A dynamic coating like Iron Man’s armor? The movies of superheroes of the Marvel studios make us dream in particular by the futuristic prowess which let us glimpse of “lively” materials, which take any form on order and are able to self -scare. Far from science fiction, for the past twenty years, researchers have been developing adaptive materials, but these lack versatility … Another interesting path is perhaps that of molecular engines. As part of Philippe Schiel’s thesis, the teams of Nicolas Giuseppone and Jean-Marie Lehn (CNRS and University of Strasbourg), and their colleagues have succeeded in synthesizing a “dynamic” material in which a large number of molecular engines assemble and disassemble, controlled by light.
The idea of a material whose elementary components are capable of assembling in large numbers in an orderly way is reminiscent, in chemistry, the process of polymerization. Small molecules, monomers, bind each other to form long chains: polymers. The drawback is that the links, of the covalent type, are very strong. Once established, they are difficult to break, which is a drawback for the adaptability envisaged here, requiring connections that form or break up on order. In general, these covalent links are an obstacle for recycling polymers and other options are sought.
In particular, there is another type of polymers, called “supramolecular”, in which monomers are connected by non -covalent links (for example, hydrogen bonds). These connections are low and reversible – enough to provide the reversibility sought. These supramolecular polymers have already proven themselves in recyclable or self -repairing systems. However, they are often obtained by receipt methods, with heating followed by controlled cooling. This process is restrictive.

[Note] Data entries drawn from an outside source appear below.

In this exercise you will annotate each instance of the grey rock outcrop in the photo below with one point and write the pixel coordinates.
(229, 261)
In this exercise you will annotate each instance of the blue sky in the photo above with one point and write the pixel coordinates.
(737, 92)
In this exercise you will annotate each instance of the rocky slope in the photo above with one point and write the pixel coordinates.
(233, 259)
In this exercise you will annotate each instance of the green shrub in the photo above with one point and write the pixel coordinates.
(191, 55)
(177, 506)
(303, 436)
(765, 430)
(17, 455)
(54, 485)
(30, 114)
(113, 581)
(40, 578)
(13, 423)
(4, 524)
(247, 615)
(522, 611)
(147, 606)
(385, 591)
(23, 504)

It is by chance that Philippe Schiel and his colleagues discovered a method of obtaining supramolecular polymers which only requires light excitation and molecular engines as monomers. A molecular engine is a molecule that transforms a chemical, bright or thermal energy supply into mechanical work. For example, in the living cells, by transforming ATP, Kinesin is capable of transporting organelles or vesicles along the microtubules. These organic machines inspired the chemists who imagined and synthesized in the laboratory. This led, in 1999, to the creation by Ben Ferringa of the first unidirectional rotary molecular engine fed by the light which led to the development of motorized objects, such as the first molecular car (the Nanocar).
In his thesis work, Philippe Schiel studied rotation in a constrained environment of amphiphone molecular motors (with two parts, hydrophobic and hydrophilic, which are in rotation compared to the other) distributed over a layer of water when he observed an unexpected behavior: after illumination with ultraviolet light, the engines occupied a lower surface. This result indicated that the engines had changed configuration and that they had reached a stable state, different from their original provision.

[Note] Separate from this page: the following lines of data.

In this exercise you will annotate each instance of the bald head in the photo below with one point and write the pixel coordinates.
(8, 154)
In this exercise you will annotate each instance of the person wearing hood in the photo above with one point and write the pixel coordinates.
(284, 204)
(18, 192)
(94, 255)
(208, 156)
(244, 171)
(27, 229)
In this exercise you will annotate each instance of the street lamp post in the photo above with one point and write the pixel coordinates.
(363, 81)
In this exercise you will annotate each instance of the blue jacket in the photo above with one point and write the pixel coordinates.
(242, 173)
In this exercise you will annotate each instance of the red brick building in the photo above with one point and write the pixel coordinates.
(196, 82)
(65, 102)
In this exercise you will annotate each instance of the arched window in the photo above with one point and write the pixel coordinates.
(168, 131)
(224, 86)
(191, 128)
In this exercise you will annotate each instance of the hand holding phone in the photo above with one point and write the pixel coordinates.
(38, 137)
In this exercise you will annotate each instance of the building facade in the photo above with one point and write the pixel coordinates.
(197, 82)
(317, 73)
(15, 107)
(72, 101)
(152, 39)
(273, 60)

To understand what is happening, the researchers analyzed their system by microscopy by atomic force and by X -ray diffraction. They found that the molecular motors had polymerized in long lines of molecules and that they were connected by weak bonds.

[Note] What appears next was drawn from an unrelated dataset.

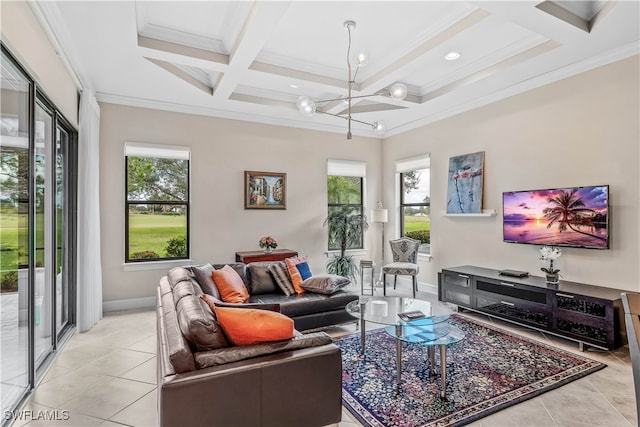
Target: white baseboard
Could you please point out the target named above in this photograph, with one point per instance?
(128, 304)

Why do engines assemble between them? They are made up of four “arms”: two long hydrophilic chains and two hydrophobic chains. In the absence of light, the engines are in a stable state. Their chains extend disorderly in their favorite environment, water or air. The absorption of the energy provided by the UV rays leads to the rotation of the engines: to turn, the latter act like skaters on ice and lift their arms, which reduces their moment of inertia and makes them gain speed. The arms roll up according to an axis perpendicular to the water-to-air interface. The engines are then in an excited state. To return to a more stable state (less energy), they are approaching each other and binds thanks to the establishment of non -covalent links due to attractive stacking forces (between aromatic cycles).
The molecular engines, activated by UV light alone, thus form a supramolecular polymer with a highly structured organization. This system has a self -repair capacity: if the material is damaged, it regains its disorderly conformation; It is then enough to light it with UV light to reconstruct its structure. The discovery of this dynamic opens the way to better control at the nanometric scale of the design of dynamic materials. Iron Man’s armor may not be the objective to be achieved, but these results promote the development of active materials, capable of adapting to their environment, self-retarfare, or responding to the current problems of recycling polymers.